Figure 7. Comparative affinities of CD16 allotypes and factors influencing haNK-mediated lysis

(A) Influence of CD16 FCGR3A-158V/F polymorphism on the concentration-effect relationship of cetuximab-dependent NK cell-mediated cytotoxicity. Purified NK cells from homozygous F/F, V/V healthy donors (HD) or haNK cells were incubated with varying concentrations of cetuximab for 30 min at 4°C followed by FITC-conjugated anti-CD16 3G8 MAb and then analyzed by flow cytometry. Percentages of inhibition of 3G8 binding were calculated as described in Methods, and the results are expressed as effective MAb concentration to achieve 50% inhibition of 3G8 MAb binding to NK cells (EC₅₀). (B and C) The H460 human lung carcinoma cell line was used as a target in an 18-h ¹¹¹In-release assay to evaluate if haNK ADCC mediated by cetuximab (10 μg/ml) could be blocked using anti-CD16 antibody (50 μg/ml) (B), or concanamycin A (CMA) (C). haNK cells were irradiated (10 Gy) and used at a 20:1 E:T ratio. Results shown are the mean (SEM) lysis of triplicate measurements in one of 3 repeat experiments. The dotted lines indicate endogenous haNK-mediated lysis. T-tests were employed to compare the treatments. ***P < 0.001, **P < 0.01.

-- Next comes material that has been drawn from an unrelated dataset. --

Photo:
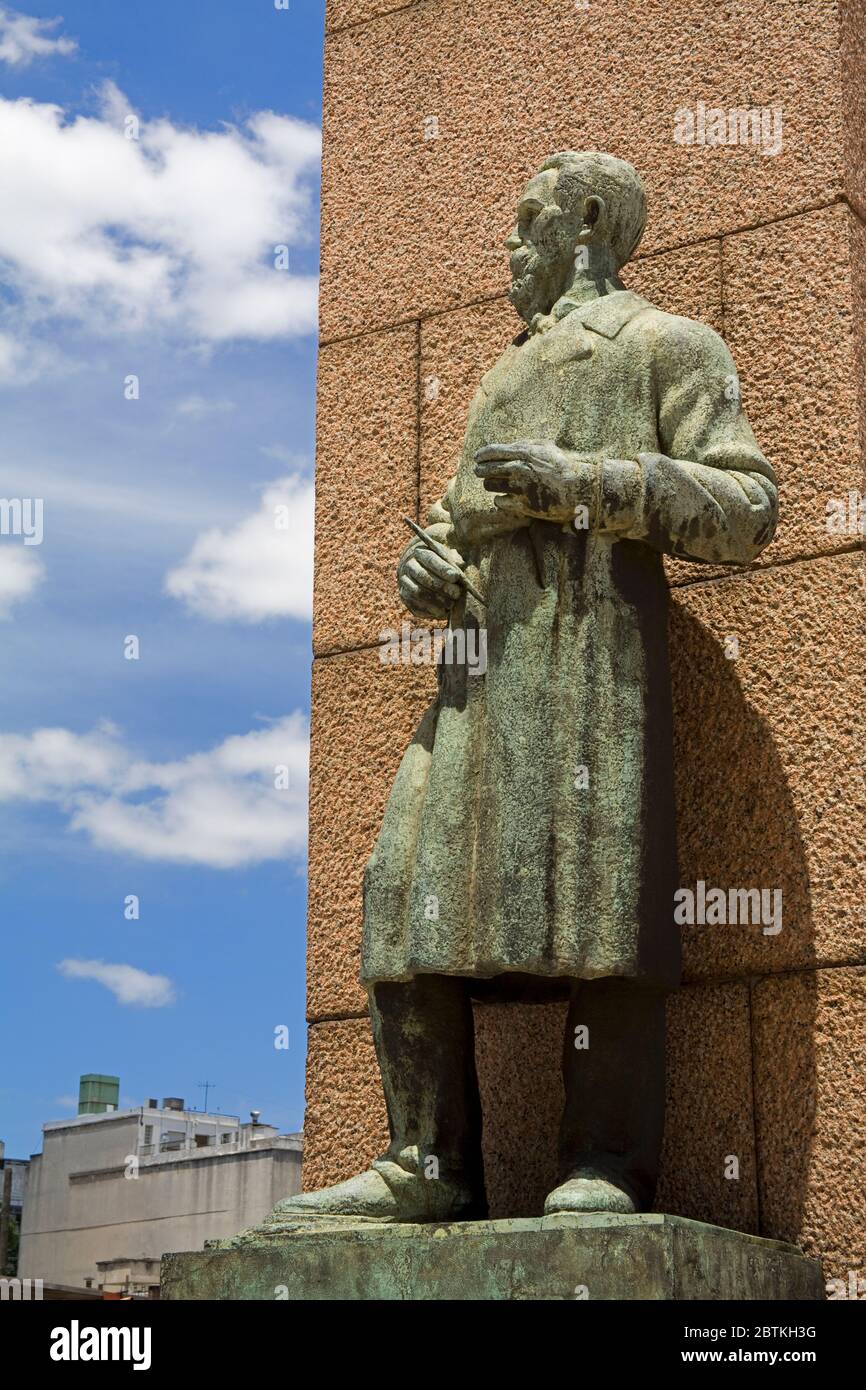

Figure 8. haNK ADCC mediated by cetuximab was evaluated with 4 h and 18 h 111In-release assays

haNK cells (irradiated 10 Gy) were used as effector cells at different E:T ratios. Cetuximab was used at the specified concentrations. (A) CaSki: human cervical carcinoma (5:1 ratio); (B) SKOV3: human ovarian carcinoma (5:1 ratio). (C) MDA-MB-231 (human breast carcinoma) cells were used as a target at an E:T ratio of 7.5:1. Target cells were also incubated with cetuximab (1 μg/ml) or isotype control IgG1 antibody (1 μg/ml) alone, without effector cells. haNK ADCC mediated by cetuximab (black bar) and haNK killing (gray bar), cetuximab alone (dark gray bar) and control antibody alone (white bar) are shown. (D–F) 18-h lytic assays employing irradiated haNK cells with three different human lung carcinoma lines (HCC4006, H441, H460) at different E:T ratios. Results shown are the averages (SD) of triplicate measurements from one of at least three comparable repeat experiments. Multiple t-tests were used to compare each dose with IgG control at all E:T ratios. ***P < 0.001, **P < 0.01, *P < 0.05.

Figure 9. haNK cell ADCC mediated by trastuzumab and pertuzumab was evaluated with 4 h and 18 h 111In-release assays

haNK cells (irradiated 10 Gy) were used as effector cells at different E:T ratios, and MAbs were used at the specified concentrations. MDA-MB-453: human breast carcinoma. Results shown are the averages (SD) of triplicate measurements from one of at least three comparable repeat experiments. Multiple t-tests were used to compare each dose with IgG control at all E:T ratios. ***P < 0.001, **P < 0.01, *P < 0.05.